If the hyperparametric model is not properly adjusted, the performance may be significantly affected, and manual adjustment of the hyperparameter is, labor-intensive. The most common method used in parameter optimization is Grid Search [30], a relatively simple brute-force method. It is important to consider the cost of brute-force searches in terms of the complexity of combining every parameter input into the search space [31]. The second obvious disadvantage of this approach is that the trained model has always performed poorly when used as a large part of the search. Optuna, an optimization tool for hyperparameters, can solve these problems when integrated into the CatBoost model [32]. Optuna optimizes the tree-based hyperparameter search, using a method called the TPE sampler (a tree-structured Parzen estimator); it relies on Bayesian probability to determine which hyperparameter choices are the most promising and to iteratively adjust the search [33]. First, a learning function is established, which specifies the sample distribution of each superparameter. The available options are categorical, integer, float, or log uniform.
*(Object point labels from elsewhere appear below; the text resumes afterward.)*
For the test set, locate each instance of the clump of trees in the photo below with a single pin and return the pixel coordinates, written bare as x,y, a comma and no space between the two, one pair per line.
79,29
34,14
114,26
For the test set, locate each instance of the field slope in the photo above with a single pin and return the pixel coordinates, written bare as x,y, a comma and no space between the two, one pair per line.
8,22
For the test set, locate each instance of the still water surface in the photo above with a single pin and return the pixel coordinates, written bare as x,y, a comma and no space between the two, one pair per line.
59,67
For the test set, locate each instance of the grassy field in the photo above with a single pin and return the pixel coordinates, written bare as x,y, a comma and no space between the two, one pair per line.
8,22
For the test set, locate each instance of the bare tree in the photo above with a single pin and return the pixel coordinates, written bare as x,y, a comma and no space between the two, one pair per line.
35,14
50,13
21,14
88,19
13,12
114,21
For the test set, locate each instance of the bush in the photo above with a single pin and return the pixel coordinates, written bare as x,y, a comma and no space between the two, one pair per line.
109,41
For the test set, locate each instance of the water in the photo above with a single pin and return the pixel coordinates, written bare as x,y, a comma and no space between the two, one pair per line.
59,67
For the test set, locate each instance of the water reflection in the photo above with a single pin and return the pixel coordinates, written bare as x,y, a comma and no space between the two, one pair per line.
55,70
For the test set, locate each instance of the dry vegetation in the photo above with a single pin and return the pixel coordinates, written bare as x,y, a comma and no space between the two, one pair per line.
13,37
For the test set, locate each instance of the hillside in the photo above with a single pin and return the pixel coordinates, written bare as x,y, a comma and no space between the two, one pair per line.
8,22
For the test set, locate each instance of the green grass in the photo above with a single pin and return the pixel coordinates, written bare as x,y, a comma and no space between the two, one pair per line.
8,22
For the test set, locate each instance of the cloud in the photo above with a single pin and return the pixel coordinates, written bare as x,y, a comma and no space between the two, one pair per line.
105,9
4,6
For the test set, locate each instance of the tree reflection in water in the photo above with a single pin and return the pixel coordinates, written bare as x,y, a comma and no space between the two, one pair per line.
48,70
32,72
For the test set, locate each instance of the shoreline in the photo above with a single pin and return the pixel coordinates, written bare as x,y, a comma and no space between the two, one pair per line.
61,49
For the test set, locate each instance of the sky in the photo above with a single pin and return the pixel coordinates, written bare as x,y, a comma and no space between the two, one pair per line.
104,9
To set values in the ranges of 0.001, 0.01, and 0.1, where each value has the same probability of being selected, log uniform can be used [34]. Another advantage of Optuna is that it can set conditional superparameters. Many superparameters are effective only when they are combined with other superparameters; changing only them may not produce the expected effect [34]. The CatBoost model has a very large number of superparameters, so it is appropriate to integrate Optuna to improve the CatBoost model. Optuna gives the optimal superparameters of the CatBoost model, as shown in Figure 4 below.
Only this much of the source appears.